When you buy a car new (or new to you), you’re probably going to face a lot of decisions. And, one of the first things to consider, is whether you should purchase a new car or a used car. Each has its pros and cons and depending on your lifestyle one might be better than the other. But whether it’s for your spouse or a teen driver, we understand that you want to get the best deal while also getting the best car. To help steer you in the right direction, we’ve put together some pros and cons to consider when you start your shopping.
First, car insurance
Adding another car to your family garage is an investment, there’s no doubt about that. At Elephant, we understand that more cars mean more bills and costs, so we go out of our way to help you save on your new investment. That’s why we make it simple when it comes to insuring your car. When you insure more than one car on the same policy, we pass along pretty significant discounts on your premiums. Whether your car is new or used, you’ll save when you insure more than one of them.
The interest rate debate
Believe it or not, the interest rates when buying a car new are lower than interest rates for buying used cars. Bankrate lists interest rates for prime borrowers, those having credit scores between 661 and 780, at 3.59 percent for new cars and 5.12 percent for used cars. Super prime borrowers, with credit scores between 781 and 850 enjoy even more attractive interest rates of 2.6 percent for new cars and 3.4 percent, on average, for used cars. The bottom line is that you can expect to pay more per dollar borrowed for used cars than for new cars.
The great depreciation race
Depreciation can be a killer for new cars since the value often drops steeply after the first year of ownership. Then you’ll experience another painful drop in value during the second year of ownership. Beyond that, the value plunge is a lot less painful making the decision to purchase a vehicle that is two to three model years behind the current year a wise investment decision.
Even better, many of these vehicles qualify for automaker certification programs. These programs provide additional scrutiny and care when preparing vehicles for sale offering extended benefits and warranties to buyers for a slightly higher than market price when compared to used cars that are not factory certified.
Advanced safety features
While some used vehicles have the best safety features for their model years as options or add-ons, many new cars on the market today are offering some pretty technological safety features.
More importantly, many car manufacturers are scrambling to up their safety games and newer cars often feature the most advanced options available. Some standard and others as option. The thing about buying a new car is that you can elect to have all those options installed on your vehicle at the time of purchase, which isn’t always possible with used vehicles.
If it is available, it might prove quite costly making a new car purchase the better choice for consumers seeking advanced safety features in a vehicle. That isn’t to say you can’t find exceptionally safe used cars on the market today. You just might have to look a little harder to find them, though.

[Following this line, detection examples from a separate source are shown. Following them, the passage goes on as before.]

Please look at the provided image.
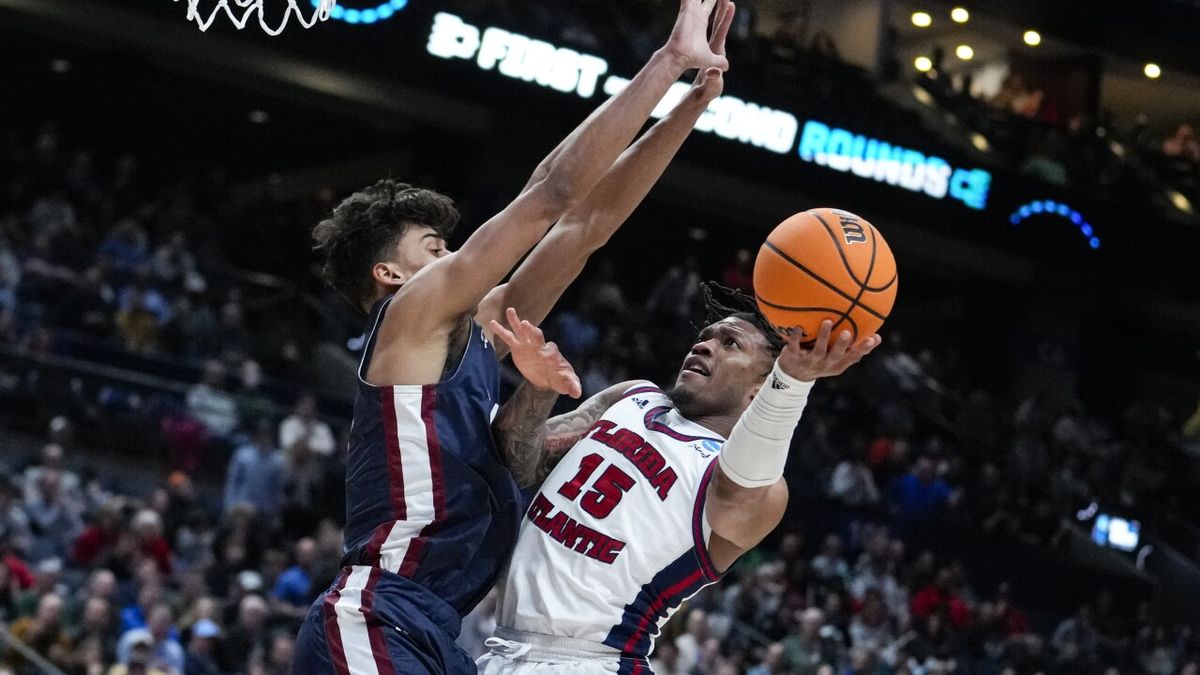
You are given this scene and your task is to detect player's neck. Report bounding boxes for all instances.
[679,412,738,438]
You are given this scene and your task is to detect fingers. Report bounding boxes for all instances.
[812,318,833,359]
[709,0,737,56]
[504,307,546,345]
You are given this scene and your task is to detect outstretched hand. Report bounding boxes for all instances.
[491,307,583,399]
[692,0,737,101]
[779,319,883,382]
[666,0,732,72]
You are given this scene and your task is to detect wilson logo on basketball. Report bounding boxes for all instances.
[834,211,866,246]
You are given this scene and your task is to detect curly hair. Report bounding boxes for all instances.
[312,179,458,306]
[700,281,787,357]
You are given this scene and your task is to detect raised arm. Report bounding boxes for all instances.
[704,321,881,571]
[388,0,728,330]
[492,380,637,488]
[491,307,636,488]
[480,0,736,345]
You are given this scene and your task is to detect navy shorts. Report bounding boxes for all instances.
[292,566,476,675]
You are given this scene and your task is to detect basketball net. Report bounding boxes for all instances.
[174,0,337,37]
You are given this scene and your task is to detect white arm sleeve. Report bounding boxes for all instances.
[718,362,812,488]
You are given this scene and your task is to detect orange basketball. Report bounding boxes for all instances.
[754,209,898,344]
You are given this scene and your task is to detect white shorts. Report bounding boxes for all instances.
[475,627,633,675]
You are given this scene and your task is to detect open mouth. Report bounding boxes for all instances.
[683,357,712,377]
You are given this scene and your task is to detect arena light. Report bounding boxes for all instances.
[1166,190,1195,215]
[1008,199,1100,250]
[310,0,408,24]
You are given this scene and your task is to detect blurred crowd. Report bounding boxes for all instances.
[917,52,1200,213]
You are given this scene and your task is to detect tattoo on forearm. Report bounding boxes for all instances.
[493,383,613,488]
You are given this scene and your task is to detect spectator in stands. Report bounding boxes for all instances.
[271,537,317,619]
[6,593,71,673]
[68,597,119,668]
[746,643,787,675]
[152,231,196,288]
[829,447,880,508]
[810,534,850,583]
[280,393,337,458]
[912,567,971,631]
[892,455,954,530]
[782,608,829,675]
[71,497,125,568]
[1163,124,1200,162]
[187,360,239,438]
[24,441,84,512]
[1020,131,1069,185]
[121,584,163,634]
[650,640,689,675]
[250,631,296,675]
[130,508,170,577]
[0,557,20,625]
[224,419,284,522]
[721,246,754,294]
[184,619,221,675]
[848,530,908,621]
[166,288,221,359]
[25,470,83,561]
[217,595,271,675]
[850,589,895,651]
[0,474,34,554]
[674,608,708,673]
[1050,604,1099,665]
[217,293,253,363]
[116,604,184,675]
[282,425,326,539]
[234,359,274,422]
[115,287,160,353]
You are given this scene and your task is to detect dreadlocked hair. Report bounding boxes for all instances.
[700,281,787,357]
[312,178,458,306]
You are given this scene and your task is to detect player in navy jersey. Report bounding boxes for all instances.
[295,0,730,675]
[479,286,880,675]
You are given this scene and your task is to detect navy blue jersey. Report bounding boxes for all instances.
[342,298,521,615]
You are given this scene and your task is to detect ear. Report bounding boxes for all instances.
[371,258,408,288]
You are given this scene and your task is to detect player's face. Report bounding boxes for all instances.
[671,317,772,417]
[392,226,449,281]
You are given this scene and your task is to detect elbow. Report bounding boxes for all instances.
[529,174,587,214]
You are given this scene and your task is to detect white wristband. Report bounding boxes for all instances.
[719,362,814,488]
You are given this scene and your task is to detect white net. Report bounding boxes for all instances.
[174,0,337,36]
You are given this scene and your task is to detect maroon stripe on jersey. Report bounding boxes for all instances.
[620,569,704,653]
[398,386,446,579]
[320,567,350,675]
[643,406,725,443]
[359,567,396,675]
[379,387,408,520]
[691,458,721,581]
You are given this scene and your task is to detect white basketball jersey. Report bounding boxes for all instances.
[497,383,725,657]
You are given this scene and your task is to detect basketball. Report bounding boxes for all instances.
[754,209,898,345]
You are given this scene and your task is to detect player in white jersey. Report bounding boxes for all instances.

Leftovers from previous owners
Let’s be real, there’s nothing like the smell of a new car. When you buy a car used, though, you might have a few lingering leftovers from the previous owner or owners, like stains in the carpets or on the seats. Or the lingering scent of tobacco or the previous owner’s favorite incense. It’s great if you like those smells. Not so much if you find them unpleasant.
Equally important is the wear and tear that almost all used cars carry with them. Whether it’s a chip in the paint, a smudge on the mirror, or a tiny tear in the seat fabric only you can see, you may find that the blemishes from a used car are a deal-breaker for you while you’re looking for your new addition to the family.
Another important thing to consider is the warranty. Most new cars come with factory warranties that guarantee to correct certain mechanical problems that arise during the first several years of owning the car. While some of this protection will pass along to the new owner of the vehicle (up to a certain mileage has been reached) not all will.
It’s important to read the fine print and know which (if any) warranty protections transfer to you if you purchase a late-model used car. Otherwise, you may want to make sure you consider cars that are known for their reliability, so you won’t end up in the shop having to pay out of pocket.
Taxes, tags, and registration costs
In a lot of states, the fees for registering and plating brand-new cars can be significantly higher than the costs of plating and registering older model vehicles. This can create added (and even unexpected) costs of owning a car. And if you’re purchasing a high-end luxury car or large SUV, you could be paying for even more.
If you opt to buy a car that is maybe three or four model years older, you may see reduced costs for plating and registering your vehicle.
Since most states charge sales tax on the sale of new and used vehicles alike, you can expect to pay tax according to the costs of the vehicle regardless of its year. Since newer vehicles can have higher price tags than older vehicles, it makes sense that newer cars might cost you more when it comes to taxes.
Unless you outright buy your vehicle, the amount of money you pay each month for your carry varies, and it really depends on your down payment and the retail value of the car. If you’re paying for a used car that’s $10,000-12,000 lower than a new car of the same model, expect to pay either a lower monthly bill or fewer monthly bills overall. Ultimately, it’s up to you to choose payment terms that work best for you, your family, and your budget.